Last September I took a 3 day trip to Newcastle to attend the Brighton game (yeah, that nightmare game!) and to spend some time in the city. Despite the misery of the 90 minutes, I loved my time in the city. I must have walked for 20 miles around the town center, down to the Tyne bridge, around Leazes Park and of course around St James' Park. I spent hours in the Back Page Shop and admired the locals at the Strawberry. What was my view of Newcastle? What a bloody fantastic city. The people are welcoming and gracious, and their passion for their football club still smolders strongly beneath the anger at Mike Ashley. I wasn't treated as an outsider, nor was I judged for my journey to where I was. My view as a Southerner turned Yank was that Newcastle is a city and a football club that the whole of England should be proud of.

Newcastle United have fans all over the world, across every continent and in every time zone. Being 6 hours behind England does create it's own challenges. Not only do games kick off at some what strange times, occasionally as early as 6:30am, but we're also getting our news in strange ways. We don't get 24 hour Sky Sports News, or the local news featuring the latest drama from NUFC, but we do of course rely on Twitter. I could write a whole book on how bad twitter is for us as humans, but I'll save that for another time. What Twitter takes away in creating & enabling social unrest, it does give us exiled Newcastle fans access to the most up to date information on our fallen club. We wake up to our lunchtime news - think about that! When my alarm goes off at 6am, you're likely heading out on your lunch break and when you're getting in our car to head home for the day, I'm making a sandwich.

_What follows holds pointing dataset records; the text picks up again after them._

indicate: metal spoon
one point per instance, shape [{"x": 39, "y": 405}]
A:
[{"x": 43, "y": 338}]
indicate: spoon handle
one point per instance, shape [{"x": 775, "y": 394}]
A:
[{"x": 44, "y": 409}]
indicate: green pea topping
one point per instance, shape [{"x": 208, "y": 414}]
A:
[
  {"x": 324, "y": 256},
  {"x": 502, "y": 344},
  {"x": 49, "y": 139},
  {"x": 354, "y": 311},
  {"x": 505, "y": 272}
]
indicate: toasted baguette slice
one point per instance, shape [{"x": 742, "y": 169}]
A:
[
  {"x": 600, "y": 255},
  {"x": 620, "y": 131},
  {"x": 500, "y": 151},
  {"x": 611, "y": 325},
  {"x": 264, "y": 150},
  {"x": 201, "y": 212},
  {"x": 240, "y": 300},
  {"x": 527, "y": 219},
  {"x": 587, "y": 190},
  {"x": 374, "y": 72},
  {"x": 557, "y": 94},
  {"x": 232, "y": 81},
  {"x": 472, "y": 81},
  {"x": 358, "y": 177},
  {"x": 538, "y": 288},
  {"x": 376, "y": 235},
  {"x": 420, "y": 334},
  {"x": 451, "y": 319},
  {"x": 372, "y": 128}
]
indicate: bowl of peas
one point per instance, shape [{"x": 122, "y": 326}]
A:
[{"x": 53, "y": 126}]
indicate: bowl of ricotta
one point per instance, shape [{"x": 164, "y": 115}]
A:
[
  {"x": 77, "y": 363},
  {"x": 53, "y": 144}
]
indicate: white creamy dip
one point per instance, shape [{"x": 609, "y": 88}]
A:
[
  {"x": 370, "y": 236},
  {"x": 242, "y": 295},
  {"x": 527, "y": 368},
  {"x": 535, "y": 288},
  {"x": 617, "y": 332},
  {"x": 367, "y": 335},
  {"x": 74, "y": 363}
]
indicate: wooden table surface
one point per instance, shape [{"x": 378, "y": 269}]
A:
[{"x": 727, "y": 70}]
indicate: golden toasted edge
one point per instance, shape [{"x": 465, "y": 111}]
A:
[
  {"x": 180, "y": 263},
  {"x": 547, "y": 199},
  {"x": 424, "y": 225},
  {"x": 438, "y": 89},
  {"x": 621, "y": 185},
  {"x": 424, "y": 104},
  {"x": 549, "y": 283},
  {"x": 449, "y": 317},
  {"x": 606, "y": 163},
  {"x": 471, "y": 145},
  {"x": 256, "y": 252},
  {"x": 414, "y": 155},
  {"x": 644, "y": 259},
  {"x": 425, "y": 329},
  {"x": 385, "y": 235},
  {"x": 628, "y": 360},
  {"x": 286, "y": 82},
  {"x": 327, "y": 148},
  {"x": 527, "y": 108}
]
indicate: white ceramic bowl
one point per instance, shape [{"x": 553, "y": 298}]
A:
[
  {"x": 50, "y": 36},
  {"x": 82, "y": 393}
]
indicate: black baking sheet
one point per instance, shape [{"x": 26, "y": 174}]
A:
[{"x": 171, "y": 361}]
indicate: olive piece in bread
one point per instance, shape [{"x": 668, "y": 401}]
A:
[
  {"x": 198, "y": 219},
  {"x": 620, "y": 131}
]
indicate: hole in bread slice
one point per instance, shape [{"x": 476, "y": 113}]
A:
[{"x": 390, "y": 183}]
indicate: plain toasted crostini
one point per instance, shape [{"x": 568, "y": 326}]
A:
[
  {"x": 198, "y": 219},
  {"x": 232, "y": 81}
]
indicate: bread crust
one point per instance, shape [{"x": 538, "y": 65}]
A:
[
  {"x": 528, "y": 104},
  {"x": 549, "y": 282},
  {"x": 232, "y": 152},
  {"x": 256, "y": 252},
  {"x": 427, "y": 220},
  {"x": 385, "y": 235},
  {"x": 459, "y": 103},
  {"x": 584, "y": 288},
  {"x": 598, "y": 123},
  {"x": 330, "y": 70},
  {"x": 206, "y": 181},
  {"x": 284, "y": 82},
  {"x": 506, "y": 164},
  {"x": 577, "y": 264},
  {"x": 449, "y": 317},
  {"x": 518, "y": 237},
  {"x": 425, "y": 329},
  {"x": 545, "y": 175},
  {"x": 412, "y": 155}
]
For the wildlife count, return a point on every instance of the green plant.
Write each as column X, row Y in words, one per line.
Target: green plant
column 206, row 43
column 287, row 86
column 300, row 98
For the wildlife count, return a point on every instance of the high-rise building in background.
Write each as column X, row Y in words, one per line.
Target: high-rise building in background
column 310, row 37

So, we're limited in so many ways as fans over here (being anywhere that isn't Newcastle!), we're limited by not having Newcastle fans around us, we're limited by time zones and we're limited in the access to the same levels of information that local fans have.
What's the view from afar? Newcastle United is a once a great British football institute that has been torn down, worn town, and held down by a single man and his lack of vision, lack of integrity and lack of human sentiment. I don't need to tell any reader that, but maybe you didn't know just how we experience this club in America - isolated and alone.